Tanto para Petrelli, quanto para Julio Viana, CEO da Plaza, startup de IA para o mercado imobiliário, o desenvolvimento de uma solução de inteligência artificial dentro de casa se mostra um fator atrativo para a captação de recursos em rodadas de investimento.

“A IA pode ser extremamente rentável, mas é importante que a solução vá além de ser apenas um software que cobra uma assinatura. No mercado imobiliário, por exemplo, modelos tradicionais de software já estão saturados. O diferencial da Plaza foi criar um modelo de negócio que realmente alinhasse os incentivos com os de nossos clientes. Essa inovação foi um fator-chave na nossa captação de recursos”, explica Viana, que recebeu, no início do mês, R$ 5,5 milhões em rodada pré-seed.

“Quando você mostra que o AI otimiza seus custos ou maximiza a experiência, sem dúvida ele ajuda numa captação, como qualquer outra solução. Se você mostrar que o teu business vai ser mais eficiente ou ele vai ser mais rentável, com certeza esses dois pontos te ajudariam a levar um novo recurso. Eu acho que o que é importante é mostrar que para os fundos que você está na frente de vários outros nessas otimizações”, explica Petrelli. 

Para investidores, promessas de revolução não são suficientes 

Com tantas empresas oferecendo soluções inovadoras, Farme, da Verve Capital, afirma que não basta prometer resolver um problema latente no mercado. “Apesar de investir muito cedo, a gente prefere ver um MVP rodando. Então desenvolva o produto, coloque para rodar, seja ao menos com clientes iniciais, para a gente conseguir entender o quanto estão gostando daquele produto.
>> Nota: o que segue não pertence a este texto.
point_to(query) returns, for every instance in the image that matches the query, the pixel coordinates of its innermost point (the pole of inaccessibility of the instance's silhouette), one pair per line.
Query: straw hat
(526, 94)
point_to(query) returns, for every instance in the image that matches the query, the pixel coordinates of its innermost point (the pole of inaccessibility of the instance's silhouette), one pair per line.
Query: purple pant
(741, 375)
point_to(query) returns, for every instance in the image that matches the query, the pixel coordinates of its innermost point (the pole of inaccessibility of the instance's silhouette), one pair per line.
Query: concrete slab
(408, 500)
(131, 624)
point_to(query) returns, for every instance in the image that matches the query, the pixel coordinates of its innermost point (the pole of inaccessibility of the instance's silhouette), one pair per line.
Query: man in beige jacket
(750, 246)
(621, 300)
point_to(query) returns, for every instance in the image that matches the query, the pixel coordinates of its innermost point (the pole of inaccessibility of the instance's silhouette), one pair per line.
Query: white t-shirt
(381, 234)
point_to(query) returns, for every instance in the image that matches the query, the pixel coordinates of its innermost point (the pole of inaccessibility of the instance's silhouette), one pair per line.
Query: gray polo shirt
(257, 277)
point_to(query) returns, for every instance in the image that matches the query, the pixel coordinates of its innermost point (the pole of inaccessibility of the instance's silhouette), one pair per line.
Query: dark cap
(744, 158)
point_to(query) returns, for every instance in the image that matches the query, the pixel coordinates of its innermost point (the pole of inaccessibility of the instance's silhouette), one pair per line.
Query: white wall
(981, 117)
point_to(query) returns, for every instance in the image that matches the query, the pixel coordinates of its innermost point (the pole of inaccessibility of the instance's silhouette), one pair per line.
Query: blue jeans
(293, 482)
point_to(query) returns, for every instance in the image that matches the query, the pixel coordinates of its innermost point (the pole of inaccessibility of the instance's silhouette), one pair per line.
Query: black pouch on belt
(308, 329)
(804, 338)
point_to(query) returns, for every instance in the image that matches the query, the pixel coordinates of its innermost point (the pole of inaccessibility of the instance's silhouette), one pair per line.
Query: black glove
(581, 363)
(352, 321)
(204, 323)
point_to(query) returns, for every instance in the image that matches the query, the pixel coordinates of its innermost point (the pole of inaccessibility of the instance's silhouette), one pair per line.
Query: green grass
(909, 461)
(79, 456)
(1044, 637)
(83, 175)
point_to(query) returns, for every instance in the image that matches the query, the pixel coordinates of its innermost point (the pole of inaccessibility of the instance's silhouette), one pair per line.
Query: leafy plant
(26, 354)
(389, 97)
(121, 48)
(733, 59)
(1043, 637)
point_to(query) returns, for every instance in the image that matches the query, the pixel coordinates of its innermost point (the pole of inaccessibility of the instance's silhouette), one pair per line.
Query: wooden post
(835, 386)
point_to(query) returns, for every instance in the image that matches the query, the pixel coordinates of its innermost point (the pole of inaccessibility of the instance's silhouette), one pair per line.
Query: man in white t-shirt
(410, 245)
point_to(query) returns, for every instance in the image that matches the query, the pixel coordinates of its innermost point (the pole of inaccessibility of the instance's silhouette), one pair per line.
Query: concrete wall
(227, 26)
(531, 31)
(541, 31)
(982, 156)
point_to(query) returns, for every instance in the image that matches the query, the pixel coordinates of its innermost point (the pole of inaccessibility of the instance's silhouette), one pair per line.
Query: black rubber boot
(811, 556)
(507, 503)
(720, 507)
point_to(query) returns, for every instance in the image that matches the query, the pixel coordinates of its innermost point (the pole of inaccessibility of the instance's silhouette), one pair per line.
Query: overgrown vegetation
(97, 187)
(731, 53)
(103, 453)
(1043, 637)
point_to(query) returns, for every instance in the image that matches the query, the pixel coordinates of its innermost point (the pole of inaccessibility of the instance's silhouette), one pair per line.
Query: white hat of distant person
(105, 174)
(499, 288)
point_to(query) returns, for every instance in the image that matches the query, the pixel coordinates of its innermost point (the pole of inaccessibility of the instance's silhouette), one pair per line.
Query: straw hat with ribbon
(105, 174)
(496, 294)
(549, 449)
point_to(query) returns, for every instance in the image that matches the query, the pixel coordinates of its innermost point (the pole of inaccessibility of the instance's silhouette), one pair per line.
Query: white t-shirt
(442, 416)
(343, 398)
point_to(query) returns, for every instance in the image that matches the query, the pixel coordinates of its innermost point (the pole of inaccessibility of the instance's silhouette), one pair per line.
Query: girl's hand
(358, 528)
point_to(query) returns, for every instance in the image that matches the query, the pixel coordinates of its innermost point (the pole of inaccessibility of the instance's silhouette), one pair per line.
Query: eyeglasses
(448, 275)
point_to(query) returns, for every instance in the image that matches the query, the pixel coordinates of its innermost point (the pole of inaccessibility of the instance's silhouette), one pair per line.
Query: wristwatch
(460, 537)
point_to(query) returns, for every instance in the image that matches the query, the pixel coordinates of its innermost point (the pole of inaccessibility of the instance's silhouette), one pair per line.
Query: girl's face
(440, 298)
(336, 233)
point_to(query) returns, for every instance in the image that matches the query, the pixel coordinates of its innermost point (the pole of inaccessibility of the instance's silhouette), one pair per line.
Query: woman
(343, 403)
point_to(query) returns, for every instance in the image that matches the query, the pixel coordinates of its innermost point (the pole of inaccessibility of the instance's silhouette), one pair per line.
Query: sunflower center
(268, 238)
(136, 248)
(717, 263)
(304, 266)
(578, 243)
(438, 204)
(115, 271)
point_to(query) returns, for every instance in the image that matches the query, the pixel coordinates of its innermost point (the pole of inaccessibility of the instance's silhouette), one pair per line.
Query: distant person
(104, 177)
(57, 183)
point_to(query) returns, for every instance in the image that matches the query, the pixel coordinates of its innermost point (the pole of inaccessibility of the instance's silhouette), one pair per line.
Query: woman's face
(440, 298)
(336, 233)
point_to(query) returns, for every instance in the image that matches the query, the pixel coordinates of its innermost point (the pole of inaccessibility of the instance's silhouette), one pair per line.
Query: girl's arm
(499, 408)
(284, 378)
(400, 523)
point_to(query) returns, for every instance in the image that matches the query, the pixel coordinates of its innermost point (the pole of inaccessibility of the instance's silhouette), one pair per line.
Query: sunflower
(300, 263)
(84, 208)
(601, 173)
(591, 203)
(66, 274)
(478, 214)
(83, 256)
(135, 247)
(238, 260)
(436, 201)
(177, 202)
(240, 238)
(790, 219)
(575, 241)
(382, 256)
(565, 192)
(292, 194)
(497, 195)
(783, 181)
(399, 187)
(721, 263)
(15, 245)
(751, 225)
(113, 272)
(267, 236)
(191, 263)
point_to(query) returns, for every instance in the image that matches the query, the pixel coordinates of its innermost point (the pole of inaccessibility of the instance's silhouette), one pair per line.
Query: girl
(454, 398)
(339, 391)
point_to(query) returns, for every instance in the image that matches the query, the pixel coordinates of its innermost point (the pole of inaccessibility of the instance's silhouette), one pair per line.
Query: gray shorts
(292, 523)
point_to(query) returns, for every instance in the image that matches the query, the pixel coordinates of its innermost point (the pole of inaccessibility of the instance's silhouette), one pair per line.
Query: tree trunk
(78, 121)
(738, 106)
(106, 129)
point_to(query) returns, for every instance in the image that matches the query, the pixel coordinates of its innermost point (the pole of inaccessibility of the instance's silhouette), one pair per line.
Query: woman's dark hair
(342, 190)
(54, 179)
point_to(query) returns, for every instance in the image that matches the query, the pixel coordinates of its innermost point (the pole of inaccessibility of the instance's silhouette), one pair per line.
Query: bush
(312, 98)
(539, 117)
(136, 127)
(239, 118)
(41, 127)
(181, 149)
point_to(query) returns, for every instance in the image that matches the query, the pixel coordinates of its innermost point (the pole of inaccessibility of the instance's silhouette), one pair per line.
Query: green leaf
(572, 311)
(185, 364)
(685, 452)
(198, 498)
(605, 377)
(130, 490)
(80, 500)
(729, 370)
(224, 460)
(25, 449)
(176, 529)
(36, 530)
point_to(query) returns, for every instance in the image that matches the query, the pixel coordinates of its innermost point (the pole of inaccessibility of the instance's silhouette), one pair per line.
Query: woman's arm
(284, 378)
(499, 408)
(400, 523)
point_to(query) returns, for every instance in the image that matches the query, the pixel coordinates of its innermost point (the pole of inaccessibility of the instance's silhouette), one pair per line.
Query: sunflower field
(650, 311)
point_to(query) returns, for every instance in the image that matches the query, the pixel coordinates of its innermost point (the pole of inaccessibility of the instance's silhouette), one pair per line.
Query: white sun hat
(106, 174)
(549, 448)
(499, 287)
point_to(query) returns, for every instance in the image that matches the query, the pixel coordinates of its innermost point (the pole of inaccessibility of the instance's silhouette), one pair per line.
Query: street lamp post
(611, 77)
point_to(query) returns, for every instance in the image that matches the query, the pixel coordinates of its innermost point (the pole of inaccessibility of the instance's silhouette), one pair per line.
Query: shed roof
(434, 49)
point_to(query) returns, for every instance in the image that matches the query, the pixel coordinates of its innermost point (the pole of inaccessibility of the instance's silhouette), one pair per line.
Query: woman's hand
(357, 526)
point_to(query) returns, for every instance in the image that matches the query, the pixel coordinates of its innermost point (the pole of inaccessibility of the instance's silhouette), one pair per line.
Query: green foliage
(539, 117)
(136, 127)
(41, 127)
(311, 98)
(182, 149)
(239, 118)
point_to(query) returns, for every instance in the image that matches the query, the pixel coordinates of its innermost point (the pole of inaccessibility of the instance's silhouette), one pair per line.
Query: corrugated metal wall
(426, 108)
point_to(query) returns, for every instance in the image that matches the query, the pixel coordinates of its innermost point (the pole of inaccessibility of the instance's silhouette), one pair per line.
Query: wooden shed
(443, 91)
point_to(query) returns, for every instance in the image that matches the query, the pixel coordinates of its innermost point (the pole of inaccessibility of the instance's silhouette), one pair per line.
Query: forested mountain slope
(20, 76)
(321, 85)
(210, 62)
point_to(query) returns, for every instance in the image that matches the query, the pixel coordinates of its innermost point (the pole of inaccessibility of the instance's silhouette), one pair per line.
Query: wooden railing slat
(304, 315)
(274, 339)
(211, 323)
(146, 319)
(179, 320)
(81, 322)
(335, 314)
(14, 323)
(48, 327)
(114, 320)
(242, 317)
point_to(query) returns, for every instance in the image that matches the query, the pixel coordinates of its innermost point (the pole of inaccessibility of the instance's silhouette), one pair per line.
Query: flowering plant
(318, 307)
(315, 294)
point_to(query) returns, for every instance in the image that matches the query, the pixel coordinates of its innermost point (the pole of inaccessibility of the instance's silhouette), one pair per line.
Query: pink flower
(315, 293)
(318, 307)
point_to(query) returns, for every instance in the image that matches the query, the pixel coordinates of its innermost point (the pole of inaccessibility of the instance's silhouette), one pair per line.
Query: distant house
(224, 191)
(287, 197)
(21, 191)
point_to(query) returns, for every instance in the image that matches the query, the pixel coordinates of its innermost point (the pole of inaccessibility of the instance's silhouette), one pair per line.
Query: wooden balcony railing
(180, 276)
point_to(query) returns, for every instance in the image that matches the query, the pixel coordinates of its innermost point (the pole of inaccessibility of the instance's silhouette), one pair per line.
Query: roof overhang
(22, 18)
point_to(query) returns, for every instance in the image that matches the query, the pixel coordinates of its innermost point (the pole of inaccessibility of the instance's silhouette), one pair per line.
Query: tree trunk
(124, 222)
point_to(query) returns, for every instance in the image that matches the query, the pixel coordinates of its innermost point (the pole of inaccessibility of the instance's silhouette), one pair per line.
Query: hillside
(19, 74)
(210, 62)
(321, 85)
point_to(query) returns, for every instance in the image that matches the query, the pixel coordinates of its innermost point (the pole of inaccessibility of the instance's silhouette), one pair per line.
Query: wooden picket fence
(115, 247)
Não é uma questão de ver receita, mas de ver se seu produto solucionar uma dor. Ter um produto com barreira de entrada, faz com que ele seja mais atrativo”, explica o investidor.  

Os cofundadores do fundo de investimentos explicam que, para eles, as mais atrativas são as startups em early stage, que solucionam dores do mercado brasileiro em qualquer setor. 

A Verve Capital está em fase final de captação de um fundo de US$ 10 milhões, que será investido em 20 startups, com cheques entre US$ 220 mil e US$ 500 mil. Até o momento, quatro startups já foram selecionadas para receber aportes.